Poche ore fa, si è diffusa contemporaneamente in tutto il mondo la notizia della morte di Steve Jobs, creatore di Apple. Uomo geniale, coraggioso, sognatore, intraprendente, inflessibile : così ci viene detto sul web in tutte le lingue.
Malgrado i tempi di crisi, di scoraggiamento, di disilluso e crudo realismo, abbiamo bisogno di miti che ci ricordino dove l’uomo può giungere. Ci piace pensare che in una sola persona si concentrino capacità, carattere, volontà, che gli permettano di lasciare nel mondo un’impronta più profonda del nostro essere ‘a immagine e somiglianza’ di Qualcuno Altro.
Non si è mai da soli nel realizzare qualcosa di bello e importante, e anche Jobs avrà avuto i suoi collaboratori con i quali condividere sogni e ansie. Con i quali, prima ancora, imparare a condividere, anche affrontando i conflitti. Penso che anche lui abbia dovuto apprenderlo col tempo, forse all’indomani della sua estromissione, nel 1985, dall’azienda che aveva contribuito a fondare, e alla cui guida sarebbe tornato undici anni dopo.
Si possono apprezzare queste figure, senza cadere nell’idealizzazione o nella commozione effimera che accompagna i grandi eventi mediatici, per quello che hanno fatto e per quello che hanno detto. Quando, nel giugno 2005, Jobs, già malato di tumore al pancreas, fu chiamato a parlare ai neolaureati dell’Università di Stanford, lui, che aveva lasciato gli studi accademici dopo solo 6 mesi, perché costavano troppo per la sua famiglia e non gli davano abbastanza, fece un discorso (che si può trovare facilmente sul web) alto e stimolante. Per noi adulti, e anche per i nostri adolescenti, che a volte ci sembrano così legati ad una quotidianità di scarso respiro.
In quel discorso, classicamente articolato in tre parti, parlò delle sue origini di bambino dato in adozione prima di nascere dai suoi genitori, due studenti (un’americana e uno studente straniero, siriano). Fu così accolto da una famiglia di origine armena, con la promessa che, una volta cresciuto, lo avrebbero mandato all’università. Parlò di sé come di un ragazzo alla ricerca, appassionato di calligrafia: un ragazzo che pieno di paura decideva comunque di seguire la sua curiosità, pagando anche con una scelta di precarietà. Bisogna tollerare queste incertezze, perché da giovani non si sa come andrà. Quale disegno uscirà “unendo i puntini”, lo sapremo solo dopo. Se avremo fede.

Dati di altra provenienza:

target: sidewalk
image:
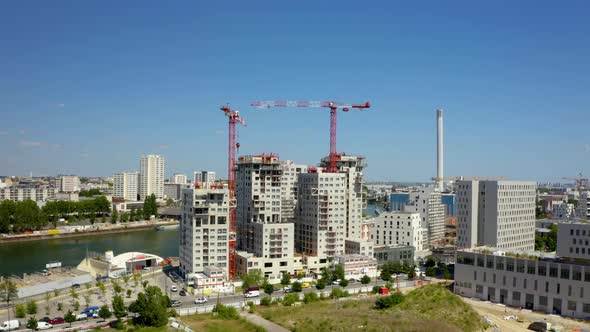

La seconda parte è dedicata all’amore e alla perdita. L’insuccesso è parte della vita, perché consente di essere ancora debuttanti, e di ritrovare l’amore per ciò che si è scelto di fare.
Ma è la terza parte quella più intensa e commossa. Là dove parla della morte. Dove, in modo molto pragmatico, Jobs diceva:
“Per gli ultimi 33 anni, mi sono guardato allo specchio ogni mattina e mi sono chiesto: “Se oggi fosse l’ultimo giorno della mia vita, farei quello che sto per fare oggi?”. E ogni volta che la risposta è stata “No” per troppi giorni di fila, sapevo che dovevo cambiare qualcosa”.
Il pensiero della morte come strumento per compiere le grandi scelte. Per distinguere ciò che è accidentale da ciò che è autenticamente importante. Parole non nuove, certo, ma testimoniate da una persona che ci raccontava il dramma di una diagnosi infausta, che rendeva presente e vicina la morte. Ma che la percepiva come un formidabile agente di cambiamento e di rinnovamento. Un invito forte a non sprecare e a non disperdere la vita.
Una versione laica e tutta immanente di ciò che chi ha una fede religiosa sente, pur nella paura e nel dubbio che appartengono ad ogni essere umano. La morte è una risorsa per i viventi. E non è l’ultima parola, ma siamo chiamati a vivere anche dopo la fine della vita biologica, se sappiamo alzare lo sguardo, se sappiamo amare, se teniamo viva in noi una fede.